Extending the Raytracer

We’ll conclude the first part of the book with a quick discussion of several interesting topics that we haven’t yet covered: placing the camera anywhere in the scene, performance optimizations, primitives other than spheres, modeling objects using constructive solid geometry, supporting transparent surfaces, and supersampling. We won’t implement all of these changes, but I encourage you to give them a try! The preceding chapters, plus the descriptions offered below, give you solid foundations to explore and implement them by yourself.

Arbitrary Camera Positioning

At the very beginning of the discussion about raytracing we made three important assumptions: that the camera was fixed at \((0, 0, 0)\), that it was pointing to \(\vec{Z_+}\), and that its “up” direction was \(\vec{Y_+}\). In this section, we’ll lift these restrictions so we can put the camera anywhere in the scene and point it in any direction.

Let’s start with the camera position. You may have noticed that \(O\) is used exactly once in all the pseudocode: as the origin of the rays coming from the camera in the top-level method. If we want to change the position of the camera, the only thing we need to do is to use a different value for \(O\) and we’re done.

Does the change in position affect the direction of the rays? Not at all. The direction of the rays is the vector that goes from the camera to the projection plane. When we move the camera, the projection plane moves together with it, so their relative positions don’t change. The way we have written CanvasToViewport is consistent with this idea.
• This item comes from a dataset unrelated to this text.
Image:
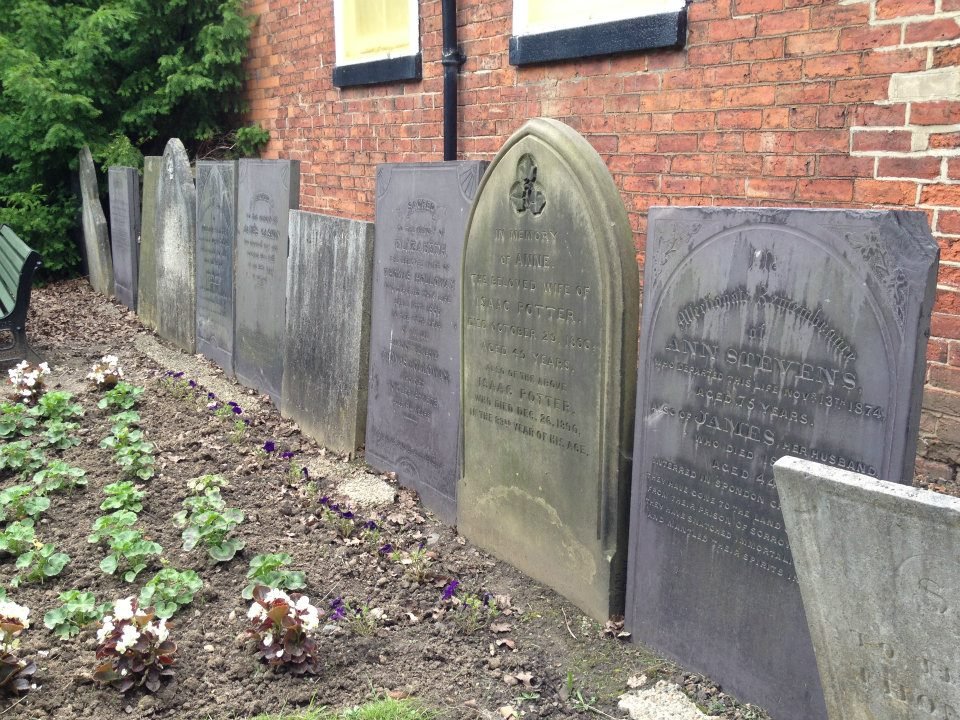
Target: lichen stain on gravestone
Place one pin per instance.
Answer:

Let’s turn our attention to the camera orientation. Suppose you have a rotation matrix that represents the desired orientation of the camera. The position of the camera doesn’t change if you just rotate the camera around, but the direction it’s looking toward does; it undergoes the same rotation as the whole camera. So if you have the ray direction \(\vec{D}\) and the rotation matrix \(R\), the rotated \(D\) is just \(R \cdot \vec{D}\).

In summary, the only function that needs to change is the main function we wrote back in Listing 2-2. Listing 5-1 shows the updated function:

for x in [-Cw/2, Cw/2] {
    for y in [-Ch/2, Ch/2] {
       ❶D = camera.rotation * CanvasToViewport(x, y)
       ❷color = TraceRay(camera.position, D, 1, inf)
        canvas.PutPixel(x, y, color)
    }
}
Listing 5-1: The main loop, updated to support an arbitrary camera position and orientation

We apply the camera’s rotation matrix ❶, which describes its orientation in space, to the direction of the ray we’re about to trace. Then we use the camera position as the starting point of the ray ❷.
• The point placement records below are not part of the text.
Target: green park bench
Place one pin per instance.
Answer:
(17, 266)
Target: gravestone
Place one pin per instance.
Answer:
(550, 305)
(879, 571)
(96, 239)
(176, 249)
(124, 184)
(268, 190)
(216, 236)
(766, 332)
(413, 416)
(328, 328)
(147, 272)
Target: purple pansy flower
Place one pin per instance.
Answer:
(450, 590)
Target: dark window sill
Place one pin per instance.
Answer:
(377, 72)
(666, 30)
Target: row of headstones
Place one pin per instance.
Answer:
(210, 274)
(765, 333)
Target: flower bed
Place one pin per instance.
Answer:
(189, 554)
Figure 5-1 shows what our scene looks like when rendered from a different position and with a different camera orientation.

Figure 5-1: Our familiar scene, rendered with a different camera position and orientation

Source code and live demo >>

Performance Optimizations

The preceding chapters focused on the clearest possible way to explain and implement the different features of a raytracer. As a result, it is fully functional but not particularly fast. Here are some ideas you can explore by yourself to make the raytracer faster. Just for fun, measure before-and-after times for each of these. You’ll be surprised by the results!

Parallelization

The most obvious way to make a raytracer faster is to trace more than one ray at a time. Since each ray leaving the camera is independent of every other ray and the scene data is read-only, you can trace one ray per CPU core without many penalties or much synchronization complexity. In fact, raytracers belong to a class of algorithms called embarrassingly parallelizable, precisely because their very nature makes them extremely easy to parallelize.
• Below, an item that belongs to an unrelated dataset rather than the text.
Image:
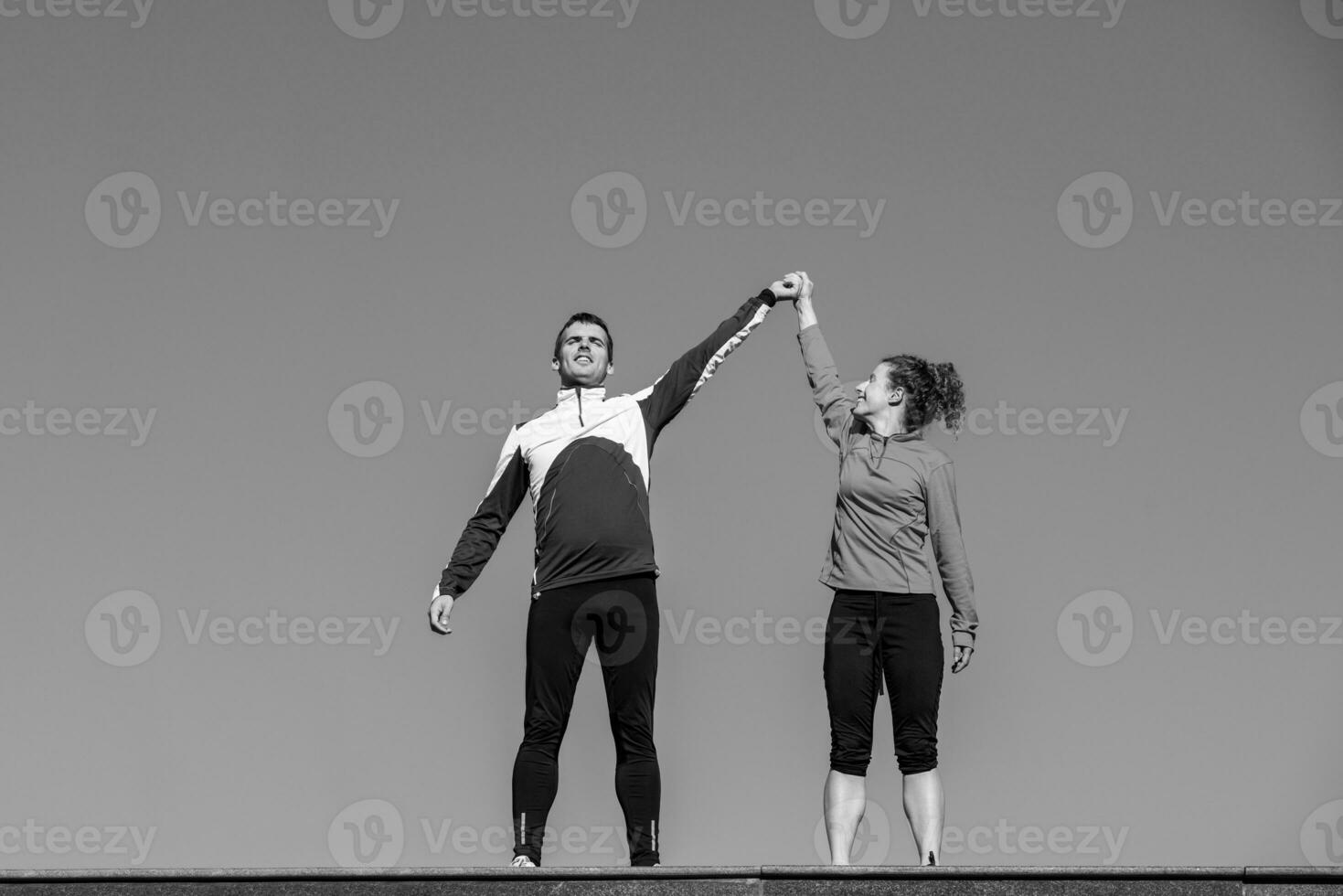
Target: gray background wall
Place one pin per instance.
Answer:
(1099, 723)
Spawning a thread per ray is probably not a good idea, though; the overhead of managing potentially millions of threads would probably negate the speed-up you’d obtain. A more sensible idea would be to create a set of “tasks,” each of them responsible for raytracing a section of the canvas (a rectangular area, down to a single pixel), and dispatch them to worker threads running on the physical cores as they become available.

Caching Immutable Values

Caching is a way to avoid repeating the same computation over and over again. Whenever there’s an expensive computation and you expect to use the result of this computation repeatedly, it might be a good idea to store (cache) this result and just reuse it next time it’s needed, especially if this value doesn’t change often.

Consider the values computed in IntersectRaySphere, where a raytracer typically spends most of its time:

a = dot(D, D)
b = 2 * dot(OC, D)
c = dot(OC, OC) - r * r

Different values are immutable during different periods of time.

Once you load the scene and you know the size of the spheres, you can compute r * r. That value won’t change unless the size of the spheres changes.

Some values are immutable for an entire frame, at the very least. One such value is dot(OC, OC) and it only needs to change between frames if the camera or a sphere moves. (Note that shadows and reflections trace rays that don’t start at the camera, so some care is needed to make sure the cached value isn’t used in that case.)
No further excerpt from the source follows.